- The collapse of Silicon Valley Bank could hit companies outside the US, Nouriel Roubini has warned.
- At least one big European bank faces the same financial problems as SVB, the ‘Dr. Doom’ economist said.
- Roubini spoke before worries about Credit Suisse sank its shares and revived fears about banks.
Nouriel Roubini, one of the economists who predicted the 2008 financial crash, has warned that Silicon Valley Bank’s failure poses a risk of global banking contagion and the fallout could hit companies beyond the US.

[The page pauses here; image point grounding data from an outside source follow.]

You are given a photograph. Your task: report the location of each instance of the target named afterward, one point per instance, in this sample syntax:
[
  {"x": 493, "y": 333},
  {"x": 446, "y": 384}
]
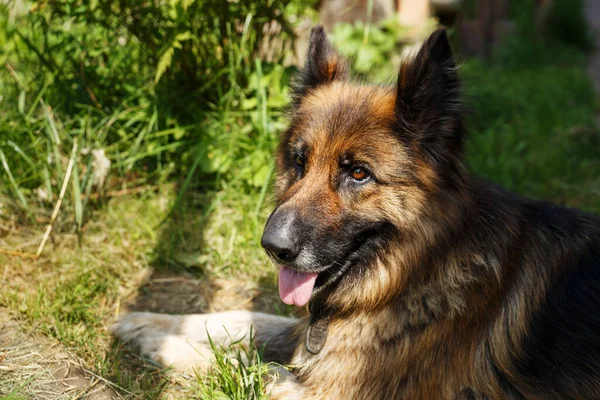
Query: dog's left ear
[
  {"x": 428, "y": 103},
  {"x": 323, "y": 65}
]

SVB was shut down and seized by US regulators on Sunday after a historic run on its deposits that crushed its finances. Roubini, aka Wall Street’s “Dr. Doom,” pointed to an institution at risk in Europe in his comments to Newsweek on Monday.
“There is at least one financial institution in Europe that has been historically undercapitalized, have had problems of recapitalizing, might have some bad assets, some exposures to long-term securities and unrealized losses,” Roubini said.
“If something were to happen with this institution … that will be much more systemically important — we’re speaking about institutions with trillions of dollars of assets, not $400 billion like SVB,” he said.
Roubini didn’t specify which institution he was talking about.
Others, like “Rich Dad Poor Dad” author Robert Kiyosaki, have flagged risks at Credit Suisse. The Swiss banking giant has been beset by problems since October, when concerns about its financial health fanned fears of another Lehman Brothers moment.
On Wednesday, worries about Credit Suisse revived after its biggest backer, the Saudi National Bank, ruled out investing any more in the bank. The lender’s shares plunged more than 20% in Zurich as investors’ concerns about stability in the banking sector reignited.